If the absolute value of the difference between n1 and n2 is not greater than a first threshold, judging ABC as a word or ABCA ^' as a word;

the method may further comprise the steps of,

When the difference between n2 and n1 is greater than a first threshold, acquiring the number of BC and the number of BCA ^', judging BCA ^' as a word if the difference between the number of BC and the number of BCA ^' is lower than a second threshold, and judging BC as a word if the difference between the number of BC and the number of BCA ^' is not lower than the second threshold;

when the absolute value of the difference between n1 and n2 is not greater than a first threshold, the number of ABC and the number of ABCA ^' are obtained, if the difference between the number of ABC and the number of ABCA ^' is lower than a second threshold, the ABCA ^' is judged to be a word, and if the difference between the number of BC and the number of BCA ^' is not lower than the second threshold, the ABC is judged to be a word.

2. The corpus-based word segmentation method according to claim 1, wherein the specific user comments in the preset time period are the number of comments of all users in half a year.

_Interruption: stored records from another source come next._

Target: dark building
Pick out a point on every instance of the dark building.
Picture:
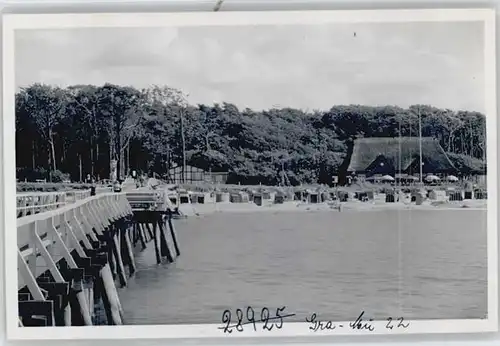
(400, 155)
(195, 175)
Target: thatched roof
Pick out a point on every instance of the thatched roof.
(399, 153)
(468, 164)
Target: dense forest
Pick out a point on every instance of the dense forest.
(67, 133)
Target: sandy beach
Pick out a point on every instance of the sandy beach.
(350, 206)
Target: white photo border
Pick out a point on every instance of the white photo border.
(14, 22)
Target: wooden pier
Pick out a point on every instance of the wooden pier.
(75, 249)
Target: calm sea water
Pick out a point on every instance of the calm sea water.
(415, 264)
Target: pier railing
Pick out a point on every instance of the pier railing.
(56, 256)
(29, 203)
(70, 256)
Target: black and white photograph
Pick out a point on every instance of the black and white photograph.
(300, 173)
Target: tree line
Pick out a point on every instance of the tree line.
(67, 133)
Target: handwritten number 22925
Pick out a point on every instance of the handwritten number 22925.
(390, 324)
(249, 318)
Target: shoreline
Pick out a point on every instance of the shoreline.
(351, 206)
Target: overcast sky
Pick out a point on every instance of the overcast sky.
(308, 67)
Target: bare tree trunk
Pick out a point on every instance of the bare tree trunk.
(183, 140)
(91, 157)
(52, 151)
(471, 140)
(81, 168)
(33, 154)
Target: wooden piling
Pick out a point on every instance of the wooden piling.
(127, 249)
(165, 251)
(173, 233)
(119, 262)
(110, 297)
(142, 236)
(150, 231)
(157, 242)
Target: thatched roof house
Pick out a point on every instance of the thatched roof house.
(379, 155)
(468, 164)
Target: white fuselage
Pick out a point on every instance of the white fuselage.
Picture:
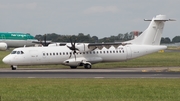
(18, 43)
(60, 54)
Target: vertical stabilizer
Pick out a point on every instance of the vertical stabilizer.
(152, 35)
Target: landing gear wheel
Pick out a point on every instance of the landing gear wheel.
(73, 67)
(87, 66)
(13, 67)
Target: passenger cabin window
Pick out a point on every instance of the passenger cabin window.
(17, 52)
(13, 52)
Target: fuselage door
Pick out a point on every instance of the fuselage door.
(34, 56)
(129, 52)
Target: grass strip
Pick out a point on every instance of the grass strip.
(44, 89)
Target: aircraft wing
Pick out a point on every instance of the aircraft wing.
(107, 45)
(44, 43)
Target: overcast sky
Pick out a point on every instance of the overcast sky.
(100, 18)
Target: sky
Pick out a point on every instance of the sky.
(101, 18)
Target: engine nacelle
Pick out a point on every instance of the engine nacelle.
(72, 62)
(83, 47)
(3, 46)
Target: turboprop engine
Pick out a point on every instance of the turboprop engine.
(3, 46)
(84, 47)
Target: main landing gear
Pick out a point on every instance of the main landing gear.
(87, 66)
(13, 67)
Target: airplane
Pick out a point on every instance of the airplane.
(85, 54)
(15, 39)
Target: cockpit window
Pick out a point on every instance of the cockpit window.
(17, 52)
(13, 52)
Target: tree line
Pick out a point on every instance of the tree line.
(81, 37)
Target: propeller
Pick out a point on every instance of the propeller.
(73, 48)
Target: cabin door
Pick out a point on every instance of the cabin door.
(34, 56)
(129, 53)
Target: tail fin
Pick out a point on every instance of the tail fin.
(152, 35)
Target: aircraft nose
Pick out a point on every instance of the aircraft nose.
(6, 60)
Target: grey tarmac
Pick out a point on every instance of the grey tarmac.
(162, 72)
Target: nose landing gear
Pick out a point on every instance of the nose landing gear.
(13, 67)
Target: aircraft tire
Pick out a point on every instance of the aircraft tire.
(13, 68)
(87, 66)
(73, 67)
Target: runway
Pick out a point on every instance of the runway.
(85, 73)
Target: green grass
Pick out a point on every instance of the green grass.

3. The corpus-based word segmentation method according to claim 1, further comprising, when intercepting adjacent characters of each sub-corpus according to a preset rule to obtain a plurality of character combinations with different lengths, forming the character combinations into corresponding hash structures, and carrying out rapid statistics on the number of times that the character combinations appear in user comments of a preset time period according to the formed hash structures.

4. Word segmentation device based on corpus, which is characterized by comprising the following steps:

The target corpus acquisition module is used for acquiring target corpus;

The number statistics module is used for counting the number of times that a plurality of character combinations with different lengths respectively appear in user comments in a preset time period;

the word segmentation module is used for segmenting the target corpus according to the times of occurrence respectively;

the method may further comprise the steps of,

5. The corpus-based word segmentation apparatus as set forth in claim 4, further comprising,

6. A computer readable storage medium storing a computer program, characterized in that the computer program when executed by a processor implements the steps of the method according to any of claims 1-3.